# Uniqueness of Square Root proof

• Nov 15th 2010, 06:37 PM
jstarks44444
Uniqueness of Square Root proof
Given any r which is an element of the positive rational numbers, the number root(r) is unique in the sense that, if x is a positive real number such that x^2 = r, then x = root(r).

I know that in order to prove uniqueness, one needs to show that if x^2 = r = y^2 where x and y are elements from the positive rationals, then x = y. But I am not sure how to go about doing this.
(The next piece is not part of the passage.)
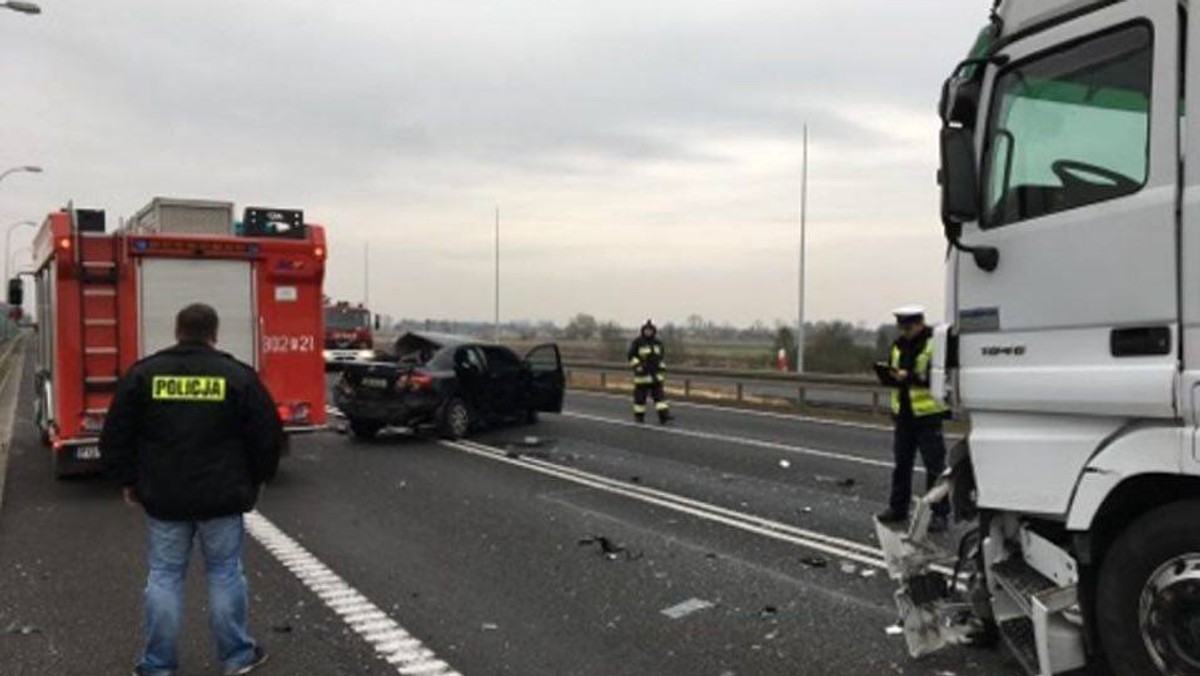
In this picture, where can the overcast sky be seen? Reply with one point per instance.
(645, 155)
Any help would be appreciated!
• Nov 15th 2010, 07:14 PM
Prove It
But $\displaystyle x$ is not unique. $\displaystyle x = \sqrt{r}$ and $\displaystyle x = -\sqrt{r}$ both satisfy the equation $\displaystyle x^2 = r$.
• Nov 15th 2010, 07:32 PM
tonio
Quote:

Originally Posted by Prove It
But $\displaystyle x$ is not unique. $\displaystyle x = \sqrt{r}$ and $\displaystyle x = -\sqrt{r}$ both satisfy the equation $\displaystyle x^2 = r$.

But he's talking only about positive numbers....

Tonio
• Nov 15th 2010, 07:34 PM
tonio
Quote:

Originally Posted by jstarks44444
Given any r which is an element of the positive rational numbers, the number root(r) is unique in the sense that, if x is a positive real number such that x^2 = r, then x = root(r).

I know that in order to prove uniqueness, one needs to show that if x^2 = r = y^2 where x and y are elements from the positive rationals, then x = y. But I am not sure how to go about doing this. Any help would be appreciated!

I think you should be working with positive real numbers and not only rationals, since otherwise the square

root of most of them aren't even rational...

Anyway, $x^2=y^2\Longleftrightarrow (x-y)(x+y)=0\Longrightarrow x=y$ since both numbers are positive and we're done.

Tonio
• Nov 16th 2010, 01:19 PM
jstarks44444
Thank you! This should do the trick.